Culture is not just about fireworks and getting drunk on St. Patrick’s Day.

In Slovakia, where an investigative journalist was also murdered, the first politician to resign was the minister for culture Marek Madaric. In Malta, the chairman of the European Capital of Culture ridicules the memory of murdered journalist Daphne Caruana Galizia.

Culture is more than pageants, light shows and carnival floats. Culture is solidarity, art, freedom of expression. Culture is not about rivalry and suppressing opinion. Culture is not about concealing ugly truths.

In the words of a collective of internationally renowned writers, including Salman Rushdie, Ian McEwan and Margaret Atwood, “European culture includes the freedom to criticise, satirise and investigate those in power. The role of the Chairman of the European Capital of Culture should be to safeguard this right, not to threaten it.”

But the strong rebuke was completely ignored by the Labour media, who would rather report on chocolate wrappers and monkeys than what top writers think about Malta and Micallef’s “outrageous” behaviour.

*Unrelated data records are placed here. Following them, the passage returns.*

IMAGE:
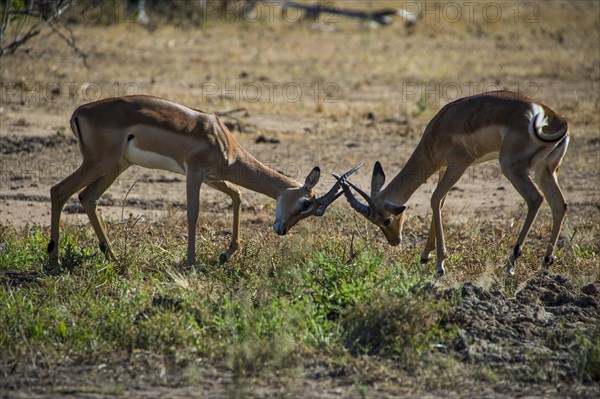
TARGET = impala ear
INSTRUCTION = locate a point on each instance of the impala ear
(377, 180)
(313, 178)
(394, 209)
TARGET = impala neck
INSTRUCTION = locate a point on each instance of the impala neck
(417, 170)
(248, 172)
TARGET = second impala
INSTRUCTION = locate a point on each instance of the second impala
(524, 135)
(116, 133)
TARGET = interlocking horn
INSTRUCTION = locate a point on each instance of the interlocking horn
(324, 201)
(361, 208)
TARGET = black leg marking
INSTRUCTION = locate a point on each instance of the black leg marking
(517, 251)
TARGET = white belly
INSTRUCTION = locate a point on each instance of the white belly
(150, 160)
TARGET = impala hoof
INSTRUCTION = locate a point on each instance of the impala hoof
(441, 270)
(224, 257)
(510, 270)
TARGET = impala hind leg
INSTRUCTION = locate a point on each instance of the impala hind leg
(451, 176)
(236, 198)
(59, 194)
(89, 200)
(430, 244)
(194, 178)
(547, 174)
(520, 177)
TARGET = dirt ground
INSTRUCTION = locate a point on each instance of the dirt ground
(330, 94)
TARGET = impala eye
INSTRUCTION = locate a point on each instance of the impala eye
(305, 204)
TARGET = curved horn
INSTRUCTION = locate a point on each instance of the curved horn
(355, 203)
(333, 194)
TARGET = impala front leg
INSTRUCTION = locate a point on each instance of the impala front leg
(236, 198)
(193, 182)
(451, 176)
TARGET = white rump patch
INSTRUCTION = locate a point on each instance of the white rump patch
(151, 160)
(540, 121)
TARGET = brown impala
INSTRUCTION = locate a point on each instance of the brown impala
(116, 133)
(524, 135)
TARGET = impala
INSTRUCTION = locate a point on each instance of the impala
(116, 133)
(524, 135)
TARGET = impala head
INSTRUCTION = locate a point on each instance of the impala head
(388, 215)
(298, 203)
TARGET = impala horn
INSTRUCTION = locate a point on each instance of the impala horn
(361, 208)
(324, 201)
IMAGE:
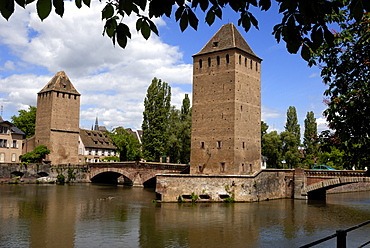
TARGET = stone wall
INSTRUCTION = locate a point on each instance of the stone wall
(265, 185)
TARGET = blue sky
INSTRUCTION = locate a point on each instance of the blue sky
(113, 82)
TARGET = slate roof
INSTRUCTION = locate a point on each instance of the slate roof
(61, 83)
(227, 37)
(96, 139)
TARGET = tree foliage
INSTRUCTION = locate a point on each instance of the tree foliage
(304, 24)
(310, 141)
(157, 106)
(36, 156)
(26, 121)
(346, 71)
(128, 146)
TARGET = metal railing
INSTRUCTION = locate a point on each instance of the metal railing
(341, 237)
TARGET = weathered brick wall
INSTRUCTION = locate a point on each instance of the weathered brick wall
(269, 184)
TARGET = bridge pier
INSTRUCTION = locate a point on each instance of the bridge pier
(137, 181)
(299, 184)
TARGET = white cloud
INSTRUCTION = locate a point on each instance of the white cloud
(112, 81)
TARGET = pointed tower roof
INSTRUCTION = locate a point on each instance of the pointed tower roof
(61, 83)
(227, 37)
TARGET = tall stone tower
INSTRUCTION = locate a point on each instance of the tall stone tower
(226, 110)
(57, 119)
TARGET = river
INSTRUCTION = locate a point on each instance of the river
(89, 215)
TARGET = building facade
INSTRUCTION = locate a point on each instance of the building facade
(11, 139)
(57, 119)
(226, 109)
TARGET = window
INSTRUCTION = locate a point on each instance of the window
(3, 143)
(3, 129)
(218, 144)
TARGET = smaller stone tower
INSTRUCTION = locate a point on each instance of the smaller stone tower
(57, 119)
(226, 110)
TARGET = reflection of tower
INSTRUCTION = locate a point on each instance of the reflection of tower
(226, 110)
(57, 119)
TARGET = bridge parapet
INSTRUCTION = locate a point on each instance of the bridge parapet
(335, 173)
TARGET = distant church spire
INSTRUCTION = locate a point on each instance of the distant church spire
(96, 127)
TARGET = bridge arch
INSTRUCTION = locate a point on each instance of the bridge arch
(317, 191)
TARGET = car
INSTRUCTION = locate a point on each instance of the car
(322, 167)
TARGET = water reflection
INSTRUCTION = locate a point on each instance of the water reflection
(115, 216)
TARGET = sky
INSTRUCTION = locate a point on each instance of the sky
(113, 81)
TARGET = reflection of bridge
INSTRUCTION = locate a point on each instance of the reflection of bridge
(313, 184)
(136, 174)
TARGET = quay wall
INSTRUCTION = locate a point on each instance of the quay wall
(264, 185)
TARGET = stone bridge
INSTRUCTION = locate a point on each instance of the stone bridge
(313, 184)
(133, 173)
(137, 174)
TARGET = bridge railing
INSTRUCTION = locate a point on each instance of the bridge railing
(142, 165)
(336, 173)
(341, 236)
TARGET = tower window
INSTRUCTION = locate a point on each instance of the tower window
(218, 144)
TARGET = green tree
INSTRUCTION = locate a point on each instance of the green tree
(185, 130)
(157, 106)
(272, 149)
(26, 121)
(36, 156)
(304, 24)
(346, 71)
(291, 138)
(128, 146)
(179, 133)
(310, 139)
(264, 128)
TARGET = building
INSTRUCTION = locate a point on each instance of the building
(58, 119)
(226, 110)
(11, 139)
(94, 146)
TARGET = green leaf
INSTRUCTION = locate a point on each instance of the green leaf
(193, 20)
(145, 30)
(305, 52)
(6, 8)
(78, 3)
(87, 2)
(43, 8)
(265, 4)
(59, 7)
(184, 21)
(210, 17)
(21, 3)
(108, 11)
(153, 27)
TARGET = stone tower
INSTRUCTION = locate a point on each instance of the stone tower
(57, 119)
(226, 110)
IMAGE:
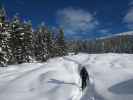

If this is the new way of doing things that Muscat promised I think he got it all wrong. Spinning and attacking civil society surely does not guarantee transparency.

Attacks on Daphne Caruana Galizia’s memorial in Valletta, attacks on bloggers and social media users, attacks on the Archbishop for retweeting an article. This is the new normal. People entrusted with positions of trust waging war against who ever dares have a different point of view.

Instead of making sure that transparency reigns, as Muscat promised, political appointees and civil servants are going head over heels to spin the news and alienate people during their daily office hours.

What is more exasperating is when you have people that led campaigns against censorship that are censoring themselves and their organisation. Mark Camilleri, the activist-cum-national book council chairperson, has remained mum on the attacks on freedom of expression.

This is not culture. It’s not the right way to do things. A society that is not willing to be criticised is not a healthy society. Culture is not carnival and village feasts alone. Culture is the freedom to criticise and investigate those in power. Culture is the freedom to think outside the political dualism imposed by the parties.

If the country insists on propagating a culture of impunity and dependency on politicians we are doomed. As Albert Camus put it, “Without culture, and the relative freedom it implies, society, even when perfect, is but a jungle.”